Workers at The Pile use a lift to clear wreckage from Ground… (Clary/Getty)

As death toll of 9/11 responders nears 1,000, pols want autopsy standards to pinpoint causes

WASHINGTON - The staggering death toll for Ground Zero responders has soared past 916 - and still no one knows what really killed them.

Now, nine years after the terror attacks, doctors and some New York lawmakers are urging the federal Department of Health and Human Services to draft autopsy protocols to pinpoint 9/11-related fatalities, the Daily News has learned.

Astonishingly, there are no written standards to help doctors diagnose post-9/11 deaths, leaving a void that's wreaked enormous emotional pain and conflict on survivors.

"It was heart-wrenching," said Joe Zadroga, who watched his NYPD officer son, James, slowly deteriorate from scarred lungs until he died in 2007.

Relatives and friends know in their hearts what really killed the hero in their family - even if health officials refuse to recognize it.

"I mean, we knew what he died from. We dealt with it for four years," Zadroga added.

A medical examiner in New Jersey had ruled James Zadroga died from 9/11 exposure, only to have the city declare - for a time - that drug abuse killed him.

The city later relented, but Zadroga is one of only a handful of people whose death has been officially linked to the toxins of the ruined twin towers.

"Many of the responders who worked at the site and other survivors are dying," Reps. Jerry Nadler (D-Manhattan), Pete King (R-L.I.) and Carolyn Maloney (D-Manhattan) say in a letter to the feds, obtained by The News.

In a study released in June last year, state officials identified 836 responders who have died since 9/11. Advocates know of at least 80 more and doctors believe the total will be well over 1,000 in the next survey this year.

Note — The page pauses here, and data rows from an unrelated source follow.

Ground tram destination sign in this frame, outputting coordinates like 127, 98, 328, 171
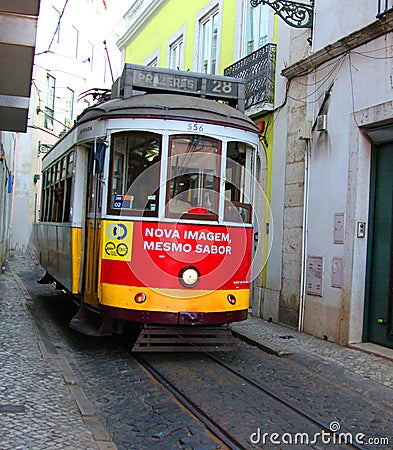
121, 65, 241, 102
133, 68, 201, 94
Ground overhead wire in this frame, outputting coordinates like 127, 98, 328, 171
287, 55, 346, 104
291, 53, 347, 87
351, 49, 393, 59
348, 53, 361, 127
262, 50, 349, 127
350, 41, 393, 55
261, 50, 350, 140
35, 0, 69, 56
261, 55, 345, 137
281, 48, 371, 129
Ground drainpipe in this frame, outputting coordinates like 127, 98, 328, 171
298, 136, 311, 332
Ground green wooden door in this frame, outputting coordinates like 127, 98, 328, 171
366, 143, 393, 348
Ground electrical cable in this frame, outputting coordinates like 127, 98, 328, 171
36, 0, 69, 56
287, 55, 346, 103
291, 54, 347, 88
351, 49, 393, 60
348, 53, 361, 127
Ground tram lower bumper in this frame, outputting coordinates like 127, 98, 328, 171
100, 305, 248, 325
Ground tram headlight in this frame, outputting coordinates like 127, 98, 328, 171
134, 292, 147, 303
227, 294, 237, 305
179, 266, 200, 288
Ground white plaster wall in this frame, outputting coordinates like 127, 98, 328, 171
303, 64, 353, 339
0, 132, 16, 264
313, 0, 377, 52
304, 32, 393, 342
345, 128, 371, 344
11, 131, 35, 251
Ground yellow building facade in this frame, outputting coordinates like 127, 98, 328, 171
121, 0, 238, 73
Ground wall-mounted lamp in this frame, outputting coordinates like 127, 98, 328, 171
250, 0, 314, 29
38, 141, 53, 155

"We do not know to what extent WTC exposures contributed to their deaths, or whether their deaths were unrelated," the lawmakers wrote, seeking a set of guidelines.

Such autopsy rules could have huge impacts on people who believe terrorists are to blame for killing their loved ones.

"It is very emotional," said Jim Melius, who oversees the 9/11 health-monitoring program.

He says autopsies would help doctors understand Ground Zero illnesses and craft better treatments.

But autopsies could be double-edged, with some deaths determined to have had little to do with exposure.

"It needs to be carefully explained," Melius said, noting a lot can be at stake in work benefits and potential payouts from the James Zadroga 9/11 Health and Compensation Act, stuck in Congress.

One advantage could be culling bogus claims that some Republicans say would plague a new 9/11 compensation act.

Joe Zadroga, for one, is all for it.

"I agree with setting some standards so there wouldn't be fraud," he said.

In most cases, it's an easy call. "Most of these guys who are dying are dying from lung conditions and cancers," he said. "My son's lungs were like leather."